Doxologies have been common aspects of Christian liturgies since very early on in Christian history.  Doxologies derived from an ancient Jewish practice wherein the Jewish hymn of praise known as the "Kaddish" was used to conclude various segments of synagogue worship.

Sadly, there is no extant evidence of the exact origin of the "for thine..." doxology.  All we can know for sure is that it was used in the eastern half of the Roman Empire as early as the First-Century.  The dating of this doxology is based in part on its presence in a text known as the "Didache," which we have had occasion to mention before.  Recall that the Didache was a Christian treatise that many scholars today believe was written in the late First-Century. 

The Didache, which survives in its entirety, says the following in a section titled "Concerning Prayer:"
Do not pray as the hypocrites either, but pray as the Lord commanded in His Gospel: 
Our Father, who art in heaven, hallowed be thy name; thy kingdom come; thy will be done, on earth as it is in heaven; give us this day our daily bread; and forgive us our trespasses, as we forgive those who trespass against us; and lead us not into temptation, but deliver us from the evil one; for thine is the power and the glory unto ages of ages.  
Pray this way three times each day.
So how did this doxology make it into various translations of the Bible itself, then?  Well, most scholars find it nearly certain that some version of the "for thine..." verbiage must have been added to some very ancient Christian liturgy by some creative church elder, and that this liturgical use spread among other Christian communities until it became so common that scribes and translators began including it in their copies of the Gospels.  An alternative minority view states that the doxology had been there all along, and that translations of the Gospel without the doxology are the deviations.  Indeed, there are some very old Gospel manuscripts that include the phrasing, leading some scholars to this day to argue that "for thine..." is as true to the words of Christ as anything else in the Gospel.

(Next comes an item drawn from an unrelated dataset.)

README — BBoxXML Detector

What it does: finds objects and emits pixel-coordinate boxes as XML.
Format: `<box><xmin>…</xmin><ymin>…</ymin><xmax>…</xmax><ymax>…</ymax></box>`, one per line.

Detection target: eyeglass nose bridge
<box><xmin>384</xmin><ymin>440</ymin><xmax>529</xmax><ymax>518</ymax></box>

Did Jesus utter the doxology of the Lord's Prayer?  Again, 100% certainty eludes us.

Either way, my mind is still jarred whenever I hear someone say "for thine is the kingdom, and the power, and the glory, forever and ever," instead of just "amen."  It always will be, and, for that selfish reason, I'm glad the New American Bible doesn't include this foreign-sounding verbiage.

And that's what we know about that.


Conclusions About the Lord's Prayer

Jesus has now been very specific with his followers about how to pray.  He had told them in what spirit they ought to pray, and he has offered them the Lord's Prayer as a rote prayer mechanism.  When they needed something from God, or simply desired communion with him, they were to repeat the Lord's Prayer privately.

As I pointed out before, the clear theme of the Lord's Prayer is humility.  The entire prayer subordinates the one praying to forces above him or herself.  The prayer subordinates the will of the one praying to the will of God.  There is no act more humble, perhaps, than the submission of one's will.  

In teaching his followers this prayer, I believe that Jesus continues to do what he has been doing since the beginning of the Sermon on the Mount: he is re-ordering the universe in which his followers exist.  He is asking his followers to give up whatever terrestrial height or status that they have achieved (or think that they have achieved, or desire to achieve) in order to make themselves humble and low before God and humanity.

"Forgive us our debts, as we forgive our debtors."  If the Christian desires forgiveness, he or she must be willing to give it.

"Your kingdom come.  Your will be done."  If the Christian desires to glimpse the Kingdom of God, he or she must forgo their own will.

Beautiful abject humility.  I love this prayer.  I hope to never stop learning from it.